Leader of Reform UK Nigel Farage speaks with a journalist during a visit to Ashfield in no

The democratic process in Britain itself is “directly under threat”, Brexit leader Nigel Farage warned after being attacked for the second time on the campaign trail over the past week.

After returning to the political fold earlier this month, Reform UK president Nigel Farage lamented that “politics it would appear is worse five years on than when I left it”. The populist leader made the remarks on Tuesday evening following the latest leftist attack, in which a man hurled cement at him as he toured the Barnsley. This came just a week after a young woman threw a milkshake in his face as he launched his campaign in Clacton. Both alleged attackers have been tied to the far left.

“I genuinely believe that our Democratic process is directly under threat,” Mr Farage warned, saying that he believed both attacks were intended to stop him from campaigning. “It’s an attempt to crush democracy, it is worrying and it is frightening.”

The Brexit boss put much of the blame for the deterioration of democratic norms on the education system in Britain, saying that it was “noticeable” that those using violence against him appeared to be recent graduates from university, where, he claimed, they are having their minds “poisoned”.

“I’m perfectly happy for you to disagree with me, you can call me rude names,” Farage said but stressed that political differences should be settled verbally, not physically, while pointing to the recent D-Day commemorations, which he said represented a legacy of free speech that is again under threat.

Despite the risks, Farage vowed to continue campaigning in public, saying: “I will not surrender to the mob, I will not stop campaigning, this democratic process must continue.”

While many on the left in Britain have attempted to trivialise or excuse the attacks on Mr Farage, they come amid a growing trend of political violence in Britain and throughout Europe.
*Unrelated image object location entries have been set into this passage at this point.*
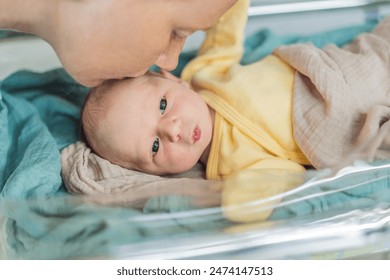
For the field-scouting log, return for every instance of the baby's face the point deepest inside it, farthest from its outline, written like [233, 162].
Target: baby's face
[156, 125]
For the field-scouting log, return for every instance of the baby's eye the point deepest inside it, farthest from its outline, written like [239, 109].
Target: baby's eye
[163, 105]
[155, 146]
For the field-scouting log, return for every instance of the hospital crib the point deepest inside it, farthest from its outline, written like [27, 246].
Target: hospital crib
[343, 215]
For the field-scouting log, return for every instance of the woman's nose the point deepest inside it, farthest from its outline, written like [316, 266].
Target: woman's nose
[171, 130]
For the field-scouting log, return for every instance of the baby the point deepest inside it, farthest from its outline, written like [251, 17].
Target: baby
[298, 107]
[154, 123]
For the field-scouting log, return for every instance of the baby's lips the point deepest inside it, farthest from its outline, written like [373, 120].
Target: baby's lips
[196, 134]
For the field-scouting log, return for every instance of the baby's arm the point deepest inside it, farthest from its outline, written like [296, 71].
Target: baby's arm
[244, 196]
[223, 45]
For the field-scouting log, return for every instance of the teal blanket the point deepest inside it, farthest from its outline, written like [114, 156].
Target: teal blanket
[39, 116]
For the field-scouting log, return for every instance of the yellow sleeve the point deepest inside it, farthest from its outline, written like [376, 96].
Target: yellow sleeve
[223, 45]
[252, 194]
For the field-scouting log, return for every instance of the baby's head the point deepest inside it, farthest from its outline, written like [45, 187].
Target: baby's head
[154, 124]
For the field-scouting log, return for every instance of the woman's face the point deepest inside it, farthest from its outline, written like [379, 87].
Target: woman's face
[123, 38]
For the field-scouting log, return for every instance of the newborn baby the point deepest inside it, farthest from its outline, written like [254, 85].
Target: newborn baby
[154, 124]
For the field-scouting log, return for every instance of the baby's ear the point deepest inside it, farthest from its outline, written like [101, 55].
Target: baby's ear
[172, 77]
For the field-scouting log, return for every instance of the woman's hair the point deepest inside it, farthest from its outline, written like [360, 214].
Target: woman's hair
[93, 111]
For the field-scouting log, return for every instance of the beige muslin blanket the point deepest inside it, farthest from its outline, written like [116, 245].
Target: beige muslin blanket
[341, 105]
[341, 102]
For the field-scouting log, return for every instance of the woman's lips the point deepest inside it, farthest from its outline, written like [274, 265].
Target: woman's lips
[197, 134]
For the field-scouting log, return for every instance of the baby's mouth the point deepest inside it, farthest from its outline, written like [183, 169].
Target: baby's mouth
[196, 134]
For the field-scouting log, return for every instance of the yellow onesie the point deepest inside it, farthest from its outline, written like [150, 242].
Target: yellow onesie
[252, 103]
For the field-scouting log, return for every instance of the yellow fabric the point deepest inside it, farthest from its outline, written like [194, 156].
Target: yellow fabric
[252, 103]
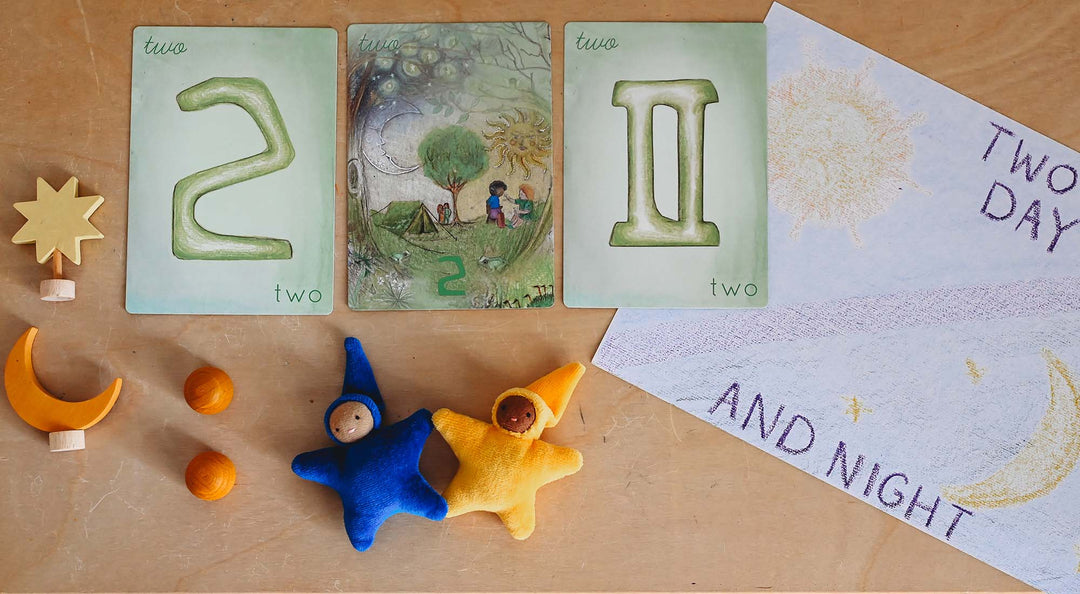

This month, there have been two knife attacks against right-wing campaigners in Germany, one of which resulted in the death of a police officer, who was stabbed in the back of the head by an Afghan migrant in Mannheim.

Last week, Prime Minister of Denmark Mette Frederiksen was assaulted in Copenhagen in the leadup to the European Parliament elections and before that, Slovakian PM Robert Fico narrowly escaped being killed in an assassination attempt during which he was shot multiple times.

Earlier this year, British politics was rocked by concerns over political violence, with the speaker of the House of Commons, Sir Lindsay Hoyle controversially breaking legislative protocols during a vote on a ceasefire in the Israelis-Hamas conflict over concerns of violent reprisals from radical Islamists against parliamentarians.

Concerns over such attacks have been heightened in the UK following the murder of Sir David Amess, a Conservative MP who was stabbed to death and Labour MP Jo Cox, who was shot and stabbed in 2016.